If you’re thinking about building a retaining wall on your property, you might be a little overwhelmed by all your options. The whole idea can be confusing, making it difficult to decide what type of materials you should use in your case. To help steer you in the right direction, here are some things you’ll want to think about when it comes to retaining wall materials.
If your retaining wall is mainly for creating a flower bed, you’ll have vastly different needs from someone who’s doing an excavation or trying to level out their yard. Castle wall-type blocks that interlock are popular choices for these types of walls. They’re actually made of concrete, and provide enough weight and stability for this case. Wood, stones, bricks, or even railroad ties can also be used for these smaller walls. All of these can be relatively simple to install yourself up to a few feet tall. However, be sure to do your homework and get some guidance from someone with experience. You certainly don’t want your hard work to go to waste with a collapsing wall.

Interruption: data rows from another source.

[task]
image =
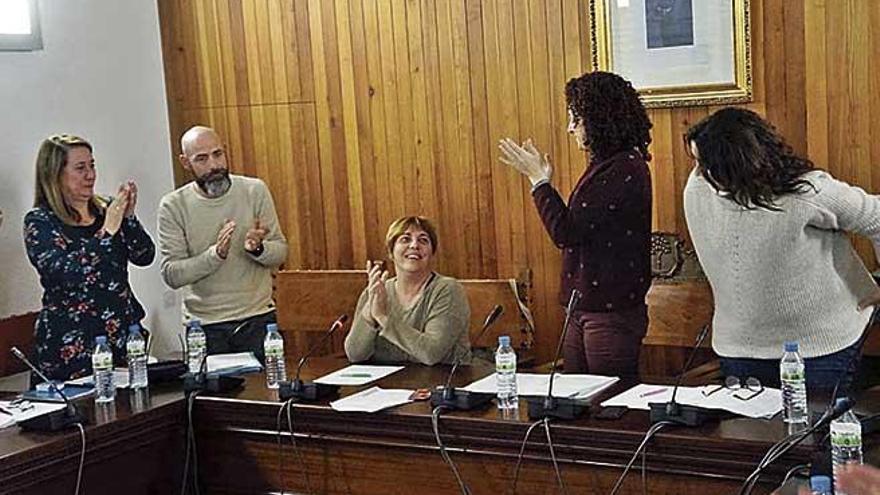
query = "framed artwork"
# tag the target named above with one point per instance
(675, 52)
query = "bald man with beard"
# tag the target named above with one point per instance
(220, 240)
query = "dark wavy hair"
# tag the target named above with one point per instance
(743, 156)
(613, 115)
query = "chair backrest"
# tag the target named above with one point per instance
(516, 321)
(309, 300)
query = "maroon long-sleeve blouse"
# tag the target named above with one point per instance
(604, 232)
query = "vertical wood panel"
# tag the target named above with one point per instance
(358, 111)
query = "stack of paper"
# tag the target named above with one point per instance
(16, 412)
(530, 384)
(765, 405)
(373, 400)
(237, 363)
(357, 374)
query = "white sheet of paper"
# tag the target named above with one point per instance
(764, 405)
(237, 361)
(25, 411)
(120, 379)
(535, 385)
(372, 400)
(358, 374)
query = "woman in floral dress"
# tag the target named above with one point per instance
(80, 245)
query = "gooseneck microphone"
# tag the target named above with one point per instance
(463, 400)
(682, 414)
(55, 420)
(840, 406)
(556, 407)
(297, 389)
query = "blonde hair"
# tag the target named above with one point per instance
(51, 159)
(399, 226)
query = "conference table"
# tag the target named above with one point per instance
(240, 448)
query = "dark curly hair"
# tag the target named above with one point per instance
(743, 156)
(612, 113)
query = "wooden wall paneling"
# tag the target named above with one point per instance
(350, 118)
(376, 109)
(423, 110)
(816, 82)
(837, 94)
(495, 73)
(773, 46)
(795, 67)
(485, 168)
(874, 95)
(363, 92)
(859, 66)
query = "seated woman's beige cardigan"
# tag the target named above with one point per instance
(434, 329)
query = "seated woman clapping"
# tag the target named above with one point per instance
(416, 316)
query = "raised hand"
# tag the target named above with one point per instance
(224, 238)
(526, 159)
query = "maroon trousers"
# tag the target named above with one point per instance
(605, 343)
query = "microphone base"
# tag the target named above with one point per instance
(459, 400)
(306, 392)
(198, 382)
(53, 421)
(557, 408)
(680, 414)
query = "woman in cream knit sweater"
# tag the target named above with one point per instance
(770, 231)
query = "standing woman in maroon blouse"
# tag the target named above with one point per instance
(605, 229)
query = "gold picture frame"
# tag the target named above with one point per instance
(675, 52)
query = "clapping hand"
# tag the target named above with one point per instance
(116, 210)
(132, 198)
(224, 238)
(376, 308)
(526, 159)
(253, 239)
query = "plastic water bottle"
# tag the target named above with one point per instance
(846, 443)
(820, 485)
(273, 346)
(102, 367)
(136, 348)
(195, 346)
(505, 374)
(794, 386)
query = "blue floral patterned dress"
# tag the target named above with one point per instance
(84, 274)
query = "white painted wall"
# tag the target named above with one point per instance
(99, 76)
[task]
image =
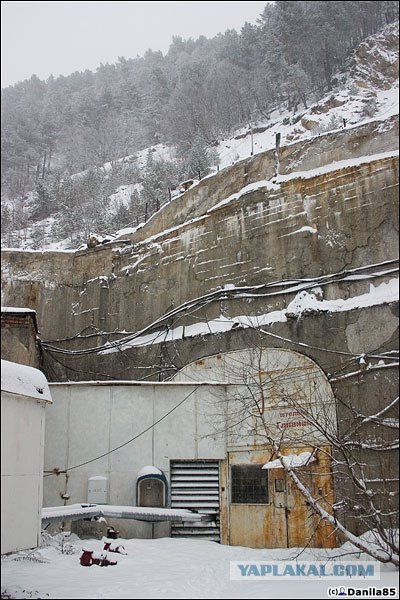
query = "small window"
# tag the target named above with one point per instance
(249, 484)
(280, 485)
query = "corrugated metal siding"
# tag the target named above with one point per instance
(195, 486)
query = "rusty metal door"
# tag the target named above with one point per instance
(285, 518)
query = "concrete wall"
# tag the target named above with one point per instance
(306, 227)
(22, 446)
(88, 420)
(19, 338)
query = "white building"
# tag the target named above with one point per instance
(24, 395)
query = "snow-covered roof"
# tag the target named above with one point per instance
(24, 381)
(291, 460)
(74, 512)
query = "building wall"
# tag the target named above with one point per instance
(88, 420)
(22, 446)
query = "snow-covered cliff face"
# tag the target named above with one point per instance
(332, 207)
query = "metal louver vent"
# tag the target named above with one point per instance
(195, 486)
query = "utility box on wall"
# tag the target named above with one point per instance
(98, 490)
(151, 488)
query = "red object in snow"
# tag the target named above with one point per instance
(86, 558)
(105, 562)
(113, 548)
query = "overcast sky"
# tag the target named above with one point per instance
(58, 38)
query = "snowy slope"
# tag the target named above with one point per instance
(168, 568)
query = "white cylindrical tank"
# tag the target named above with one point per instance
(98, 490)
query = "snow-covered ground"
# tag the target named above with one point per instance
(167, 568)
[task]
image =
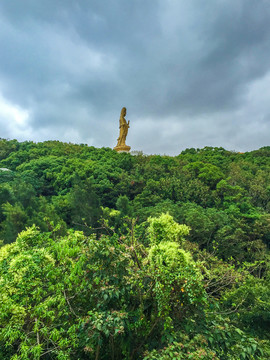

For a large retaining wall, you’ll likely require some engineering help. Large boulders, concrete or stone block, formed concrete, or natural or simulated stone may be used, depending on your situation and structural needs.
Retaining walls need proper drainage and materials in order to avoid moisture-related failures or rot. For example, a retaining wall made of wood will require treated lumber to reduce water damage and increase longevity. Stone, brick, or concrete holds up better to water, but still need proper drainage to protect structural integrity. This may demand different types of soil fill, gravel-lined beds, or even an engineered drainage system. If your specific location could complicate any moisture issues, be sure to talk to an expert before trying to build a retaining wall yourself. Any wall is going to need effective drainage.
Consider how you want your finished wall to look. Sure, you could have it made from concrete (cinder) block, but think about how much you’ll be looking at the wall. Will it be in plain sight? Could you turn it into a stunning architectural feature as well as a functional wall?
Different materials provide different aesthetic effects. Some people choose to use concrete as a structural material, and have their walls faced with real or simulated stone veneer. Some people coat their walls in stucco, or have concrete walls stained and stamped for a more pleasing look. Boulders can be used even for larger walls, and a lot of people like the natural color variations.
When planning your retaining wall, think about its size and function, as well as the potential for visual appeal. But above all, consider its purpose as a structure and do everything you can to ensure safety. With the proper materials, construction, and drainage, your wall can do the job for many years. For best results, get some expert help from an experienced professional.